All the same

September 4, 2008 at 5:16 pm | Posted in Uncategorized | Leave a comment

Well, I did get paid today.  But the tightwad in me can’t bear to part with that much money all at once, so I’m pacing myself with respect to application submission.  I used up all my free and cheap spots, and there are still about 30 programs I’m interested in.

I’m also still hoping not to have to apply any further.  Although as each day passes, it seems more and more imperative to hedge my bets.  And the amount of money I’m willing to spend to do so increases, the longer my uncertainty continues.  
It’s the typical risk/reward curve, with the added dimension of time.  Most behavior conforms to it.

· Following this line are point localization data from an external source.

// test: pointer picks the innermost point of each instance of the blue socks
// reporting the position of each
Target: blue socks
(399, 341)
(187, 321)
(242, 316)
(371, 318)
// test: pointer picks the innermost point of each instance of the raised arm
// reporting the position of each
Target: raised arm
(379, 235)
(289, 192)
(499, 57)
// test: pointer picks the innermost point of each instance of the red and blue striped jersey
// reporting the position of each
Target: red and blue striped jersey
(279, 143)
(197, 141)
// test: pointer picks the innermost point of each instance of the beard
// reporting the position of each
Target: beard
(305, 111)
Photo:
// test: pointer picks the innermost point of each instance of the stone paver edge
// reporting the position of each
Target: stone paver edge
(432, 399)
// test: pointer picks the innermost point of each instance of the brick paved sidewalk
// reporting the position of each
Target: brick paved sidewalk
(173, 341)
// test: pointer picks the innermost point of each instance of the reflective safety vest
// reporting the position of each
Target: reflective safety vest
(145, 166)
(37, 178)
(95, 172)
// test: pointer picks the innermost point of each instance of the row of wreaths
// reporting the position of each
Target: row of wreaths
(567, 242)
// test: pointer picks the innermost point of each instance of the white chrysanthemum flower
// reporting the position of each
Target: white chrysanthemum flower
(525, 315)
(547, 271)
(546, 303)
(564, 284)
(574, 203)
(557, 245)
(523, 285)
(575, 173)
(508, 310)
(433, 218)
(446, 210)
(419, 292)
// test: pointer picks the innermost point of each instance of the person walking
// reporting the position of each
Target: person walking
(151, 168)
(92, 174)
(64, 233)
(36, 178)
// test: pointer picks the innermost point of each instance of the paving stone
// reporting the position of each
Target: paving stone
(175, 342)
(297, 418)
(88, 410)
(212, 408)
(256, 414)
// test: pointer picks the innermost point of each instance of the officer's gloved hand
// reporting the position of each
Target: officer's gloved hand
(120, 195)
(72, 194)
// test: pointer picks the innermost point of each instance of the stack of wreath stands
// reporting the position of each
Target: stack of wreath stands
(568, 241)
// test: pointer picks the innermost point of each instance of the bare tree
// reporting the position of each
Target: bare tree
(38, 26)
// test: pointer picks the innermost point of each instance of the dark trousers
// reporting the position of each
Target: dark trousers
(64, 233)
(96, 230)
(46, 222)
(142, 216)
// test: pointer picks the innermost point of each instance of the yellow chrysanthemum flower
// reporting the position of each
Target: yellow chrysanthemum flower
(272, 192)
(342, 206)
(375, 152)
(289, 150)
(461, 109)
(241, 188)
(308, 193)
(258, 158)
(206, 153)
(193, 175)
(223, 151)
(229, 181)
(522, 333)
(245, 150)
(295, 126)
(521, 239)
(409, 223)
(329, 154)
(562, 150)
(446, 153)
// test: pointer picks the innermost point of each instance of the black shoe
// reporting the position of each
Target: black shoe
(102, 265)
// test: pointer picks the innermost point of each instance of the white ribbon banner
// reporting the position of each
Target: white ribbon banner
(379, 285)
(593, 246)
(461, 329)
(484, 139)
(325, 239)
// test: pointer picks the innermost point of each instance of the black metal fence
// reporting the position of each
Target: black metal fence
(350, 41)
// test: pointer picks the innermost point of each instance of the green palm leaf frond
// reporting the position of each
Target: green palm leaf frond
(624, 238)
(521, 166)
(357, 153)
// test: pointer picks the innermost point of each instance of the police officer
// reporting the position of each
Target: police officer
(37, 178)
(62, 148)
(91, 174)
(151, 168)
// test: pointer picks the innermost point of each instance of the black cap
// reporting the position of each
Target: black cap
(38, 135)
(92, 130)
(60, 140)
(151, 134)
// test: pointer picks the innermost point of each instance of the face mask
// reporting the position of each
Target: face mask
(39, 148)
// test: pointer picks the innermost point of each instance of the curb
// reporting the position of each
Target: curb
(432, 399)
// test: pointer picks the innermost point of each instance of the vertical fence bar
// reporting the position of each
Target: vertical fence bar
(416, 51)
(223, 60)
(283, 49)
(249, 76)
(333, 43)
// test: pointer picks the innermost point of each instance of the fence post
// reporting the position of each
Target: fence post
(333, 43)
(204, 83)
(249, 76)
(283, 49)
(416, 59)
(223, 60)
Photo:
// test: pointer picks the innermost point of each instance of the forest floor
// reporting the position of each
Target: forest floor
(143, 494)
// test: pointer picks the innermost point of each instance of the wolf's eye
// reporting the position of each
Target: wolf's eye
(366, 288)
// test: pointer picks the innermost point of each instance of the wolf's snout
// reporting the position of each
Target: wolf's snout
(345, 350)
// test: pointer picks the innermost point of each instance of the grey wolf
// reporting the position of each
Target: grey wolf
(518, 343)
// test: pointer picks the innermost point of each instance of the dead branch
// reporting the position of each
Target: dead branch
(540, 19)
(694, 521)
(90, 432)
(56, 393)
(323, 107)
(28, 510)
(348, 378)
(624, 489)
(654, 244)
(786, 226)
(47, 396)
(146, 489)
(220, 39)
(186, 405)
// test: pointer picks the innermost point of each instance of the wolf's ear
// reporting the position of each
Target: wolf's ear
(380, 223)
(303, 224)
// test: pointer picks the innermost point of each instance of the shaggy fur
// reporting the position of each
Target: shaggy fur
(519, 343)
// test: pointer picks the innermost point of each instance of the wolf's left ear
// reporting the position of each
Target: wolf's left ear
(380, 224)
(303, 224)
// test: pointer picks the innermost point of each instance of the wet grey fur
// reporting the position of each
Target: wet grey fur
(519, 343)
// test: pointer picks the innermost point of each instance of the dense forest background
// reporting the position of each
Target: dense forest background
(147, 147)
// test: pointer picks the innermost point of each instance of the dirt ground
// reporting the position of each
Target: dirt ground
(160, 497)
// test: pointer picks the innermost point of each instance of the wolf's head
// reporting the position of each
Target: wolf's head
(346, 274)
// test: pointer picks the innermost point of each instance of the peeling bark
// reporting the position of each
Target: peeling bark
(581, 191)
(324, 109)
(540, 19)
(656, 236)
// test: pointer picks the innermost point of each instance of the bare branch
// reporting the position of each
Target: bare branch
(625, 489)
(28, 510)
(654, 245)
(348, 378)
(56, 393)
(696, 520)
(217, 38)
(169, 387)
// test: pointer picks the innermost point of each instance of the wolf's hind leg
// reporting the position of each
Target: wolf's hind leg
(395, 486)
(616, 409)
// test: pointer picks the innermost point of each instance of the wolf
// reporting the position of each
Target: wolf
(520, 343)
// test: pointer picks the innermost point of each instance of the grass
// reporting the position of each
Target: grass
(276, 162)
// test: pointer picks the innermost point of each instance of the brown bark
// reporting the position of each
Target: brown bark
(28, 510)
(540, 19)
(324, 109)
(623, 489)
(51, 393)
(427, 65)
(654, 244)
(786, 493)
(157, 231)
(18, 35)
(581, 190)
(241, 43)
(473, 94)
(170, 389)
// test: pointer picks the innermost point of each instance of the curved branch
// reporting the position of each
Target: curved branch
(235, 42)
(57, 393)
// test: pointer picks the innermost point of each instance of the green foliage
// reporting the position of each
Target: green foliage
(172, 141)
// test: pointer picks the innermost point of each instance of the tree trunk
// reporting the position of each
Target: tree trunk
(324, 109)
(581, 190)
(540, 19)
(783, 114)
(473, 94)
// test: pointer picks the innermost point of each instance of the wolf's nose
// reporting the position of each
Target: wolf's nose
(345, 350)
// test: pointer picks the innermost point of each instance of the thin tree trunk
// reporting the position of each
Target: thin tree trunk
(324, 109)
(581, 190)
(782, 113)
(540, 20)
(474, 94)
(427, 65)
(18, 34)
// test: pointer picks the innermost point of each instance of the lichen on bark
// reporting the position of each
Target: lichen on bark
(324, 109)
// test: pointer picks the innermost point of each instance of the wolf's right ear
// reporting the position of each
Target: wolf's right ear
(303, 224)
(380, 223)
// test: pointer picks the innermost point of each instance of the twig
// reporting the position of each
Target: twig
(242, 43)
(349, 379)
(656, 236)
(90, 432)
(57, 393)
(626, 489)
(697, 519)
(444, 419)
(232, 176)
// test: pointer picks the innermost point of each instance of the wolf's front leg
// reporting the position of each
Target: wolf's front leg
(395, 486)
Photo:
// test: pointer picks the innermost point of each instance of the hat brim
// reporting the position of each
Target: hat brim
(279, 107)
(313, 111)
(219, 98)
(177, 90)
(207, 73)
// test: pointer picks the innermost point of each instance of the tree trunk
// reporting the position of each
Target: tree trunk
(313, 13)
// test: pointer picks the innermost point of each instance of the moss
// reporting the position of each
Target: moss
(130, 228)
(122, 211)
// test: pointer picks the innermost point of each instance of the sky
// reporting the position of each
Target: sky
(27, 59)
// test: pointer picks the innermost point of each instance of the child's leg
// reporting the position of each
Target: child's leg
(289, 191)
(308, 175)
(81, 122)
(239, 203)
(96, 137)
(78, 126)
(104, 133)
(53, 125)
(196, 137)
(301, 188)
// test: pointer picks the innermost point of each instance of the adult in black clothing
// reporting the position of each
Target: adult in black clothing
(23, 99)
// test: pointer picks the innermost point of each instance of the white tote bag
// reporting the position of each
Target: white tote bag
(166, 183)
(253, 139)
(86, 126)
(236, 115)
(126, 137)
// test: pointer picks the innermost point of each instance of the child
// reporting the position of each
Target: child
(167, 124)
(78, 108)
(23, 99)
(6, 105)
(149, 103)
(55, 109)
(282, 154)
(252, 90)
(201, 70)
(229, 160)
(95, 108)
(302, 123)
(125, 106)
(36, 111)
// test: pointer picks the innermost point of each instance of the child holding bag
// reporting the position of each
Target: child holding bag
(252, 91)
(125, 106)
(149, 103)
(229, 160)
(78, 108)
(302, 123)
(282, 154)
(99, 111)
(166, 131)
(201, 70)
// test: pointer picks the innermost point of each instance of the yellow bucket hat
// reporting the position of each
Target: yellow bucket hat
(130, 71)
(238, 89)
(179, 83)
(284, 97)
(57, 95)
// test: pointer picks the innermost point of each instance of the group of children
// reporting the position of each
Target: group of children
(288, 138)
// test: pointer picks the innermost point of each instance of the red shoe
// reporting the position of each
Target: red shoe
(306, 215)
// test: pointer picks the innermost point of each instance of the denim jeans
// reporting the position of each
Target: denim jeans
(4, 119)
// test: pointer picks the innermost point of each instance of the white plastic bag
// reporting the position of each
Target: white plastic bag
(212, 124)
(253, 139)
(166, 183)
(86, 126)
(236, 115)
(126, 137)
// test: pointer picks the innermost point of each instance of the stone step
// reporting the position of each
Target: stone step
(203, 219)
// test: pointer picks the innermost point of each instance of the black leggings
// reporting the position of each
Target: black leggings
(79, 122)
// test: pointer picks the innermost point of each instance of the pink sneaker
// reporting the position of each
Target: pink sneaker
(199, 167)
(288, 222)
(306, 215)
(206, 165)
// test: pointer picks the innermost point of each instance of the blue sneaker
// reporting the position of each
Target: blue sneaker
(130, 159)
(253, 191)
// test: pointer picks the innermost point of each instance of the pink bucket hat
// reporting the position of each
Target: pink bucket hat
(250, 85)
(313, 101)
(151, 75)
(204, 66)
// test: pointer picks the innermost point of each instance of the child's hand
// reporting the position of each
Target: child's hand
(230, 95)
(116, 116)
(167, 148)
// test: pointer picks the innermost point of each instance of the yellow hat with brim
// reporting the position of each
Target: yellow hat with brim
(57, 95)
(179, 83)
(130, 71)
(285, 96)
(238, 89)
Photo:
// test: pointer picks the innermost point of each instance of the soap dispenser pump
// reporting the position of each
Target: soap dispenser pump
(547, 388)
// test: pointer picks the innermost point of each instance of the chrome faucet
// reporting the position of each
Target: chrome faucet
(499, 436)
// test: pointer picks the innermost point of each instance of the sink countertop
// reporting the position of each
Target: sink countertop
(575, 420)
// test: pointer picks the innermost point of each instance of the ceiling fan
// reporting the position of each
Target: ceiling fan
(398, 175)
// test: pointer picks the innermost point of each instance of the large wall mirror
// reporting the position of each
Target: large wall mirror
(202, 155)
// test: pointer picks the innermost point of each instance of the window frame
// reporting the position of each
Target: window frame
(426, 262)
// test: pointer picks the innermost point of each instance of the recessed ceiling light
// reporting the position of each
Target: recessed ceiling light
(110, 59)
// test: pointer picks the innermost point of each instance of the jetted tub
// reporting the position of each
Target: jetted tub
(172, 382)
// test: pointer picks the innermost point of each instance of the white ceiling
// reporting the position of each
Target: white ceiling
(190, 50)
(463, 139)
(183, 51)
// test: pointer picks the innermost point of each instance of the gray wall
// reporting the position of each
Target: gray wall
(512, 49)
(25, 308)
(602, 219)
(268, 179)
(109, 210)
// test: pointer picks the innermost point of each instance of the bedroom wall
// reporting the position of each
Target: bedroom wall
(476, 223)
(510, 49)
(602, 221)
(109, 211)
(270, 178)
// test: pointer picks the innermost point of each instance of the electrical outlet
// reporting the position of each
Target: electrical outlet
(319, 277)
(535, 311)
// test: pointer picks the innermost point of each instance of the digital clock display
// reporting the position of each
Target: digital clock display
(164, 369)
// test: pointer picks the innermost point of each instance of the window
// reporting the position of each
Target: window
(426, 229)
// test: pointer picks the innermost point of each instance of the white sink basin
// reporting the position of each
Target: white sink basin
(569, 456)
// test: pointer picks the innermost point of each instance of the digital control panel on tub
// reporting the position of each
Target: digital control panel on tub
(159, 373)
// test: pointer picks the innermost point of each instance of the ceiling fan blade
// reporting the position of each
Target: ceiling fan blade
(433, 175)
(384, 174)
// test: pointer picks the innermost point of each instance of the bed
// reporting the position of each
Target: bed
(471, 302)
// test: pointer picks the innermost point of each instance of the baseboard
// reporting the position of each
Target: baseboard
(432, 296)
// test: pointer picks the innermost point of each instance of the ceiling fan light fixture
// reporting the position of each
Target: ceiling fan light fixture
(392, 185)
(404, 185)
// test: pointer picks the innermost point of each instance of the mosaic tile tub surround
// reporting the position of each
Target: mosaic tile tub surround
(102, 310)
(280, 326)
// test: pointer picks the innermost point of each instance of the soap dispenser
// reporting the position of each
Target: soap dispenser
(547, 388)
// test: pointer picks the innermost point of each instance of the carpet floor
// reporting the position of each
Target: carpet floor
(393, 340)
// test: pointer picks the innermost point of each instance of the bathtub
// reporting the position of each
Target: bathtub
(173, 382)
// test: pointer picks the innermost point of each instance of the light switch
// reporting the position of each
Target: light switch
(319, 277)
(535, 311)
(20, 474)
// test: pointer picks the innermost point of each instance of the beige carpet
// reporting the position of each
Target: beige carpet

Over the years, I’ve found that if someone’s behavior appears not to, it’s simply because I’m not accounting correctly for that particular person’s perception of risk.
In fact, that particular universality is the reason I changed majors in college.  I had started as an economics major, mostly to game the system.  In reality I was undecided.  But being an undecided major at that time, at my undergrad, meant waiting in line for hours and hours to do any kind of academic paperwork: registration, advising, adding and dropping classes…all the lines for undecided students were ridiculously long.  And the quality of advising is always inversely proportional to the number of students requiring it.
Economics, on the other hand, had no lines for any of these things.  It also had the absolute fewest required courses of any major at the school.  I had checked into the matter pretty thoroughly, so I knew that it would give me plenty of room in my schedule to explore other things.
I did take a few economics courses to mollify my advisor, though.  One of them was international economics.  And I don’t know what possessed me, but one day I took out the book and just flipped through the pages like it was one of those homemade cartoon booklets–you know, the ones where you flip through the pages really fast so it looks like the figures are moving.  Anyway, when I did so, it struck me that every single graph in that book looked essentially the same.  The only differences were in the slopes of the lines and the variables they represented.  The fundamental relationship between the variables was identical.
I was so disillusioned.  The professor was making it all sound so complicated, when in reality it was just one fundamental concept, with applications that differ only in the details.  I decided to stop wasting my time with the social and behavioral sciences, and instead learn something real and useful.
So now I kind of look at everything in the social and behavioral sciences as some variation on a theme, and it makes a surprisingly excellent framework for understanding actions at the individual level as well.  The trick, as with any kind of math, is accounting for all the variables.